Gelet op de strijdigheid van de voorgestelde maatregel met de thans geldende BTW-richtlijn dient de voorgestelde maatregel niet zonder overleg met de Europese Commissie te worden doorgevoerd. Het ligt in de rede over de uitkomsten van dat overleg te beschikken vóór de verdere behandeling van het wetsvoorstel.
De Afdeling adviseert het voorgestelde nultarief voor niet-zakelijk gebruik in het licht van de BTW-richtlijn opnieuw te bezien.
De initiatiefnemers benadrukken dat het hier een noodwet betreft. Gezien de uitzonderlijk hoge energieprijzen is er immers sprake van een noodsituatie, waarin snel gehandeld moet worden. Overleg met de Europese Commissie vóór de verdere behandeling van het wetsvoorstel vinden de initiatiefnemers dan ook niet opportuun. De initiatiefnemers geven prioriteit aan het nú compenseren van huishoudens die nú met een onbetaalbare energierekening worden geconfronteerd. Desalniettemin zijn de initiatiefnemers van mening te handelen in de geest van de door de Europese Commissie gepresenteerde toolbox. Bovendien is het wetsvoorstel van tijdelijke aard.
Voorgesteld wordt een BTW-nultarief voor niet-zakelijk gebruik om daarmee tegemoet te komen aan de energiekosten van consumenten. Dit betekent dat voortaan een onderscheid zal moeten worden gemaakt tussen zakelijk en niet-zakelijk gebruik van gas en elektriciteit. Daarbij moet worden bedacht dat op de meeste ondernemers de BTW niet drukt vanwege het recht op aftrek van voorbelasting. Het voorgestelde onderscheid tussen zakelijk en niet-zakelijk gebruik heeft dan ook alleen effect op ondernemers die vrijgestelde prestaties leveren, zoals banken en ziekenhuizen.
Het gevolg van het voorgestelde onderscheid is dat leveranciers zich er dan van zullen moeten vergewissen of een afnemer gas en elektriciteit zakelijk of niet-zakelijk gebruikt. Daarvoor wordt in het wetsvoorstel aangesloten bij dit onderscheid in de energiebelasting in de Wbm. Die regeling geeft in de praktijk maar beperkt uitsluitsel, omdat het onderscheid in die wet bij de heffing van energiebelasting een beperkte functie heeft.8 De bestaande gegevens in de administratie zijn derhalve niet voldoende om het onderscheid toe te kunnen passen. Ook zullen de processen en systemen van de Belastingdienst moeten worden aangepast.
In de toelichting wordt aan deze aspecten geen aandacht besteed. Gelet op het voorgaande wordt een door de Belastingdienst verrichte uitvoeringstoets bovendien node gemist.

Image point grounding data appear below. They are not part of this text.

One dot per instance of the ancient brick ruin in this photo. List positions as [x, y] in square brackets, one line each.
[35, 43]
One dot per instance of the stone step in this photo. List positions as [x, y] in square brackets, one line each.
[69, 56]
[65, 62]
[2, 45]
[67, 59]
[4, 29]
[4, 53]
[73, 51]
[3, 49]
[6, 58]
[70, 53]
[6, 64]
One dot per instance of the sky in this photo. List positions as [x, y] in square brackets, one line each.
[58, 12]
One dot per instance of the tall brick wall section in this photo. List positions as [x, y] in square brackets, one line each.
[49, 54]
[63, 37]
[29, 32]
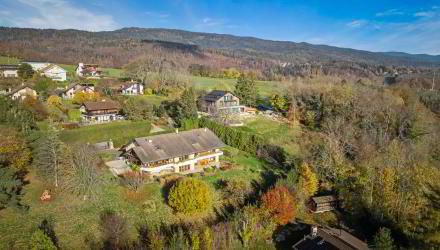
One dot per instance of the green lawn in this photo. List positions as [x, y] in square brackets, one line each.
[275, 132]
[76, 219]
[265, 88]
[120, 132]
[9, 60]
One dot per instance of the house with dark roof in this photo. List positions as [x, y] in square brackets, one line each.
[22, 93]
[132, 88]
[220, 102]
[324, 203]
[100, 111]
[325, 238]
[9, 70]
[70, 91]
[179, 152]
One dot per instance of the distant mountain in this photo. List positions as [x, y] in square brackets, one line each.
[120, 47]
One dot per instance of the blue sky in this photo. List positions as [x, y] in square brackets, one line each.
[408, 26]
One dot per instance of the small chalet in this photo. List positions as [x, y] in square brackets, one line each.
[49, 70]
[326, 203]
[179, 152]
[219, 102]
[324, 238]
[103, 111]
[9, 70]
[88, 70]
[54, 72]
[74, 88]
[22, 93]
[132, 88]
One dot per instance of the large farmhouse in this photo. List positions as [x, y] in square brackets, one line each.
[103, 111]
[49, 70]
[180, 152]
[9, 70]
[74, 88]
[22, 93]
[219, 102]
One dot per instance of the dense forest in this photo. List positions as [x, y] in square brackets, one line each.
[267, 59]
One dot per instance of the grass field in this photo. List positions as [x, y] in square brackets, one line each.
[9, 60]
[75, 219]
[265, 88]
[275, 132]
[120, 132]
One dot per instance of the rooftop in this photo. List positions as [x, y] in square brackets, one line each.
[171, 145]
[102, 105]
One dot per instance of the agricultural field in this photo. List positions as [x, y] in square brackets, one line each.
[277, 133]
[120, 132]
[265, 88]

De Afdeling acht het noodzakelijk dat in de toelichting nader op de uitvoeringsaspecten wordt ingegaan. Daarbij dient ook te worden ingegaan op de voorgestelde terugwerkende kracht van de maatregel. Verder is een uitvoeringstoets door de Belastingdienst nodig.
Wat betreft het onderscheid tussen zakelijk en niet-zakelijk gebruik voorzien de initiatiefnemers geen problemen. Het is immers al staande praktijk dat ondernemers een onderscheid maken tussen zakelijk energiegebruik – waarvoor de BTW terug te vorderen is – en niet-zakelijk dan wel privégebruik waarover BTW wordt betaald. Aan die praktijk verandert dit wetsvoorstel niets.

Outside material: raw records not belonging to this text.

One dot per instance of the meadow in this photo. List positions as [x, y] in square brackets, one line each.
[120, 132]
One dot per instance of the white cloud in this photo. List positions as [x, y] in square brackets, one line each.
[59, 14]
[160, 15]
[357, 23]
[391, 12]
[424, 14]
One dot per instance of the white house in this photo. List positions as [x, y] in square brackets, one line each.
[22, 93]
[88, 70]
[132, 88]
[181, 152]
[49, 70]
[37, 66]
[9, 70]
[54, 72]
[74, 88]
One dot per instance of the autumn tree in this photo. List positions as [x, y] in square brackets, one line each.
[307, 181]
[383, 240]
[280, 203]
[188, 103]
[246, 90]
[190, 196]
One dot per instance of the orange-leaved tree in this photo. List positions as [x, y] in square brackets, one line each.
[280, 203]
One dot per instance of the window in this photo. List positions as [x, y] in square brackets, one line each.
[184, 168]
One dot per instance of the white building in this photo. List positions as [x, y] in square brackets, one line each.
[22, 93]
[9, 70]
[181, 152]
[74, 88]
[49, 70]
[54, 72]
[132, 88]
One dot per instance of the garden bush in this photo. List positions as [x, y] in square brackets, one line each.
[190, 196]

De regering heeft naar aanleiding van het debat omtrent koopkracht en energieprijzen aangegeven dat een tussentijdse aanpassing (gedurende het jaar) van de tarieven uitvoeringstechnisch niet mogelijk is voor de Belastingdienst, maar een aanpassing met terugwerkende kracht tot 1 januari 2022 wél.9 De initiatiefnemers verwachten dan ook geen uitvoeringsproblemen.
Het voorgestelde BTW-nultarief zal gelden voor al het niet-zakelijke gebruik van gas en elektriciteit. Daarmee wordt een verlichting van de energielasten geboden voor alle huishoudens en andere vormen van niet-zakelijk gebruik van energie. Het voordeel van een dergelijke generieke maatregel is de doorgaans relatief eenvoudige uitwerking, maar deze aanpak is ook ongericht. Ook die huishoudens voor wie de (hogere) energielasten niet problematisch zijn, profiteren ervan. Het gevolg is dat de maatregel een aanzienlijk beslag legt op de beschikbare overheidsmiddelen.
Verder moet rekening worden gehouden met gedragseffecten bij energieproducenten en -leveranciers. Zij zullen hun prijzen gemakkelijker kunnen verhogen als zij ervan uit kunnen gaan dat die prijsstijgingen uiteindelijk in belangrijke mate door de overheid zullen worden opgevangen. De baten van de maatregel belanden dan in belangrijke mate bij energieleveranciers.
De Afdeling acht het nodig dat in de toelichting nader wordt ingegaan op de te verwachten (neven)effecten van de voorgestelde maatregel.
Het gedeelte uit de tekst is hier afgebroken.